What should be done now?

linkage: http://www.time.com/time/asia/covers/501050221/nk_vpt.html
 

Railroad

Routinely Derailed
Very interesting, coming from a major liberal publication. I suppose if our current administration agrees with the regime change approach, then Time will flip-flop and say we're trying to force ourselves illegally on a nation of poor innocent women and children. Then the liberals will crank ole Teddy up and have him talk about how our hard-earned taxpayer's dollars are being wasted on an illegal intervention in the affairs of a sovereign nation. MPR and Scientific American will do special programs on how cruel, ill-conceived, and false our approach is to the Korean problem. They will say our motivation is rice and balsa wood (or whatever they export from there).
 
B

Bruzilla

Guest
I think there's a good precedent for this situation, and that would be East and West Germany. They were in much the same boat as the ROK and PROK. East Germany collapsed when it's communistic economy lost financial support from the USSR. The East Germans knew how well the folks in the West had things, and that envy eroded the regime from within. All they needed was for the "feeding tube" to be cut off.

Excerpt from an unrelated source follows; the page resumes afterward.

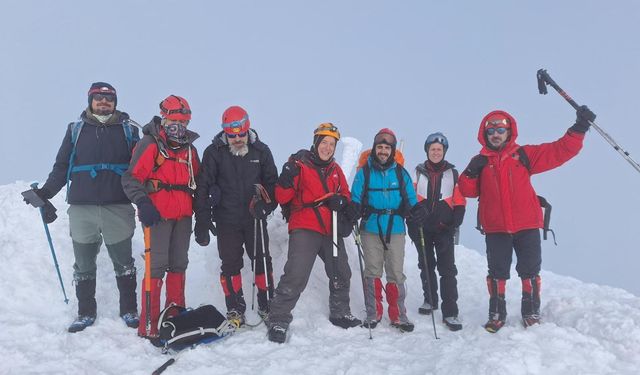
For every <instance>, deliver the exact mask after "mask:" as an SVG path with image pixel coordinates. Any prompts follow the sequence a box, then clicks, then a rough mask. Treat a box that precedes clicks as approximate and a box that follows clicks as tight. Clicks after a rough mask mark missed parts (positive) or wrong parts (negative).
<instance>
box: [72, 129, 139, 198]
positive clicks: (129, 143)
mask: <svg viewBox="0 0 640 375" xmlns="http://www.w3.org/2000/svg"><path fill="white" fill-rule="evenodd" d="M83 126H84V120H79V121H76V122H74V123H73V124H72V125H71V144H72V145H73V148H72V149H71V155H70V156H69V168H68V169H67V199H69V185H70V184H69V182H70V181H71V174H72V173H78V172H89V175H90V176H91V178H96V176H97V175H98V172H100V171H105V170H107V171H112V172H114V173H116V174H117V175H118V176H122V175H123V174H124V172H125V171H126V170H127V168H129V163H120V164H117V163H97V164H82V165H74V160H75V158H76V146H77V144H78V138H79V137H80V132H81V131H82V127H83ZM132 126H134V123H133V121H132V120H130V119H126V120H124V121H123V122H122V130H123V131H124V137H125V139H126V141H127V148H128V149H129V153H131V149H132V148H133V145H134V144H135V143H136V142H138V141H139V140H140V138H139V137H138V136H135V135H134V133H133V130H132Z"/></svg>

If China would stop propping up the PROK it would fail in the same way.
 

Railroad

Routinely Derailed
Bruzilla said:
I think there's a good precedent for this situation, and that would be East and West Germany. They were in much the same boat as the ROK and PROK. East Germany collapsed when it's communistic economy lost financial support from the USSR. The East Germans knew how well the folks in the West had things, and that envy eroded the regime from within. All they needed was for the "feeding tube" to be cut off.

If China would stop propping up the PROK it would fail in the same way.
Good thoughts all! One can only hope.